Inflation and deflation are, at the core, changes in supply and demand for money, leading to changes in the value of money. These changes in value are a bit occult, however, because we habitually use the money itself as our unit of value. So instead of directly observing changes in the value of the money, we notice it in changes in the price of other things in that money. If for example the value of the money goes down, it takes more of it to buy the same stuff. Prices rise.
These price increases are far from uniform. As the value of money declines, the prices of one group of things may rise much more than others. This can go on for years before the prices of the others begin to catch up.
Take for example the broad categories of asset prices and consumer prices. Assets are usually the first responders, in part because a big component of those prices is securities such as stocks, which reprice in real time, tick by tick. Consumer prices tend to be late responders, in part because a big component of those prices is wages, which tend to reprice on an annual or multi-annual basis.

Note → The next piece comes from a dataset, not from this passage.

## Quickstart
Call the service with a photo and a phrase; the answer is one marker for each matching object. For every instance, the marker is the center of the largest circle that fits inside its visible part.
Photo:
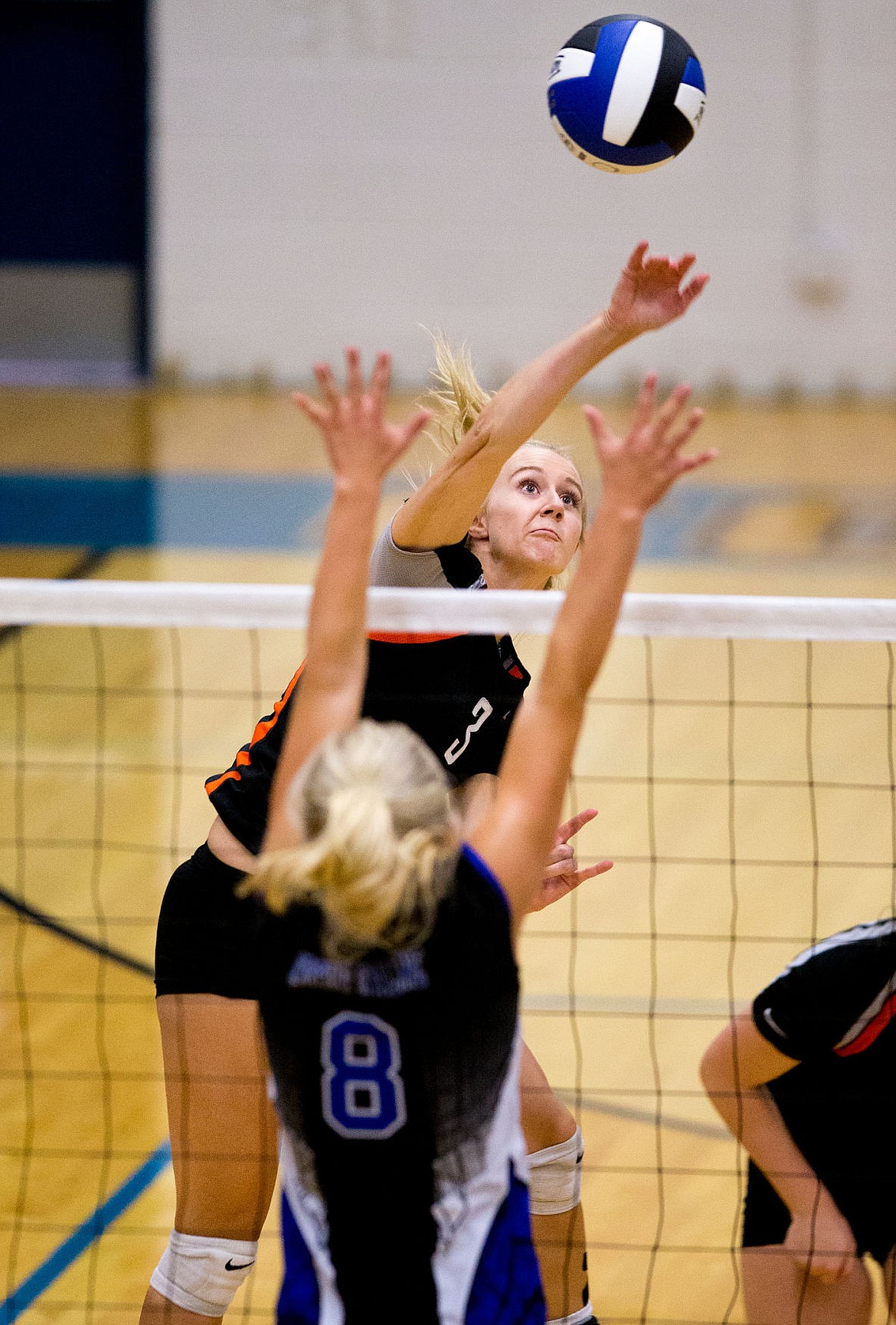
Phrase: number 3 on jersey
(362, 1091)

These long and variable lags create the illusion that there are different kinds of inflation … analysts often refer to “asset price inflation” or “consumer price inflation”. But in the long run, they converge. They must.
Why? From the point of view of the investor, investment assets are claim tickets on production. Their real value lies in what real goods and services they can buy with them. If asset prices rise 20% and the totality of goods and services available has risen only 5%, then the real value of that body of assets can have risen only 5%. The rest is inflation. One of two things must eventually happen: The price of the assets must decline or the price of the goods and services rise. Or some combination of both.

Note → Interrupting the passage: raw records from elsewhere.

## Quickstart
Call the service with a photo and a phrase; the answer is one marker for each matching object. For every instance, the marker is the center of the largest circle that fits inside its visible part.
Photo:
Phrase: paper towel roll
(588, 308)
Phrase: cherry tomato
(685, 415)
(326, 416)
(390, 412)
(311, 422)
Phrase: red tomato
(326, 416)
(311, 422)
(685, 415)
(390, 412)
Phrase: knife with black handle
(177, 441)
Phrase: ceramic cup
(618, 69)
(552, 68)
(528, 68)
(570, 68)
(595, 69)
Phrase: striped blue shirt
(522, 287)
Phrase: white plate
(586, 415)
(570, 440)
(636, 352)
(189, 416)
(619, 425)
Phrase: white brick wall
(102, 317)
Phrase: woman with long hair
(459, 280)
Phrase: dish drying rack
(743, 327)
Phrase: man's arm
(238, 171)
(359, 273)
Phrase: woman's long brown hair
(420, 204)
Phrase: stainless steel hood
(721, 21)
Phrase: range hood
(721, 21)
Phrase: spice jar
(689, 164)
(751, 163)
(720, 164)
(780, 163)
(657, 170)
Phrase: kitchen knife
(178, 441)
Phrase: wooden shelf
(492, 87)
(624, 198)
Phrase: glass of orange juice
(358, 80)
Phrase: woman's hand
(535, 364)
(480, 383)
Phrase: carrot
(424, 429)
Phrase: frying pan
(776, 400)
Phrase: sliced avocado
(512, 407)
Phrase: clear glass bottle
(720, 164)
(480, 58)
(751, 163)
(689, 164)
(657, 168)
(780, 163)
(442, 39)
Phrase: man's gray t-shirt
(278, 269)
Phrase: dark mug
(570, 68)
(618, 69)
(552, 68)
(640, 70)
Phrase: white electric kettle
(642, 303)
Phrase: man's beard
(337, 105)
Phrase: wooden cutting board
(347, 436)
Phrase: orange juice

This of acute interest today. Over the past dozen or so years, asset prices have risen three to five fold. Goods and services have risen far less. The effect is not unlike a game of musical chairs, where one or two chairs has been added to the room while ten or twelve more people have quietly joined the game. When the music stops and the players try to claim their seats, the deficit in seats becomes noticed. The seat claim tickets are not worth what the players may have imagined.
We can’t know in advance how this convergence will happen … whether it will come about through a huge increase in consumer prices or a huge decrease in asset prices. Historically these reckonings have been some messy combination of both. At present we’re seeing consumer prices begin to play catch-up in a big way, but this is likely to provoke a policy response. Such a policy response didn’t occur when the inflation was confined mostly to asset prices, because asset price increases are popular and fun, and central bankers pretend they live outside the inflation arena. People believe they’re getting rich. But asset prices and consumer prices have to be reckoned. When consumer prices begin to outpace asset prices, the music stops.